Biraz uzun oldu sanki.
6
Gece soğuk ve karanlık, ozan için karanlığın hiçbir anlamı yok. O günle geceyi soğuk ve sıcak olarak ayırt ediyor. Kör geldi bu dünyaya. Güçlünün haklı olduğu bir toplumda olabilecek en kötü şey zayıflık. Çocukluğunu hatırlıyor her gece, bir günü daha ölmeden atlattığı için kendisine sarılan annesini hatırlıyor, kendisiyle uğraşan çocukları hatırlıyor. Aşağılanmayı, değersiz bir varlık olarak davranılmayı hatırlıyor. Ama en çok güneşi hatırlıyor. Annesi anlatmıştı ona ilkin. “Gökyüzünde sarı, koca bir top” sarıyı görmeden hayal etmişti o güneşi. Kendisini çocuklardan, ölümlerden, aşağılamalardan koruyan geceden nefret etmişti, güneşi ondan sakladığı için. Bazen köyün dışına kaçar ve uzanırdı çimlere sırtüstü, işte o zaman güneşle kucaklaştığını hayal ederdi. Sevgilisi sarıp sarmalardı onu. Ne mızrak dişlerin korkusu kalırdı yadında, ne de zalim çocukların gürültüsü. Sadece o ve güneş vardı.
Onlarca dönüm geçmesine rağmen ölmedi Ozan, hayatta kaldı. Bu kadar uzun süre başarmış olması insanlar için şaşkınlık konusuydu, onun içinse sevgilisinin marifeti. Güzel her şey ondan gelmiyor muydu zaten. O da Yaratıcı gibi tekti, gökyüzündeydi ve onu seviyordu. Boş bulduğu her an kırlara kaçtı ve kucaklaştı sevgilisiyle. Bir gece özlem ve aşkla dolan yüreği dayanamadı, patladı. Tutamadı kendisini. Bir aşk şarkısıydı söyledikleri. Gökyüzüne, sevgilisine yönelmiş bir serenad.
Bu şarkıdaki özlemi gören Yaşlı Ozan sonunda çırağını bulduğuna karar verdi. Aldı çocuğu yanı sıra, götürdü dağlara. Ottan bahsetti, böcekten, kuştan, çiçekten. Anlattı ona mahlukatı ve anlamlarını. Dinledi ozan iştiyakla. Aşkla şişmanlamış, hakikate acıkmış ruhu yedi bitirdi duyduklarını. Her zaman daha fazlasını talep etti. Ölene kadar anlattı ozan ve çocukcağızı dağ başında bırakıp, gitti göklere. Ağıtlar ile indi köye Ozan. Düşebileceği aklına bile gelmemiş olsa gerek ki sağ salim inebildi dağlardan.
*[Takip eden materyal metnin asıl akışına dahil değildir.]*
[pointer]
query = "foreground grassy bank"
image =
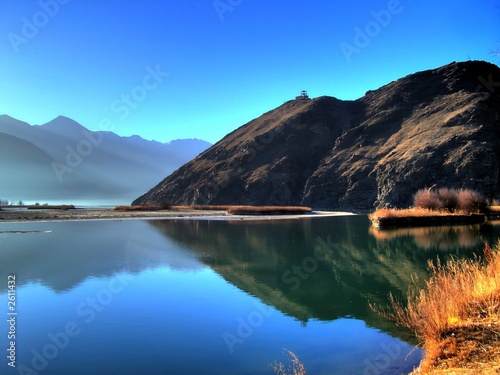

Köye geldiğinde, sırtında ozan kürkünü taşıyordu. Bu kürk onu kabilenin içinde onurlu bir kişi haline getirmiş olsa gerek ki bir ziyafet düzenlendi. Şarkı söylenmesi istenildi ondan. Hiç düşünmedi ozan ne söylesem diye. Sevgilisini hayal etti kafasında ve başladı söylemeye. Sesindeki ton ve samimiyette kayboldu bütün bir kabile, günlerce söyledi, gecelerce. Ne insanlar dinlemekten sıkıldı ne o söylemekten. Ve şarkısı bittiğinde köyün Ozanı oluvermişti. Eskiden sadece seslerini duyduğu kadınlar geliyordu yanına. Gücünden istifade etmeye çalışan parazitler gibi sokuluyorlardı ona. Hiçbirisine değer vermedi Ozan. Onun için sadece sevgilisi vardı. Gökyüzünde onu izleyen tatlı bir sevgili. Gündüz sırnaşan kadınları çok sert paylardı, sevgilisi görür de üzülür korkusuyla.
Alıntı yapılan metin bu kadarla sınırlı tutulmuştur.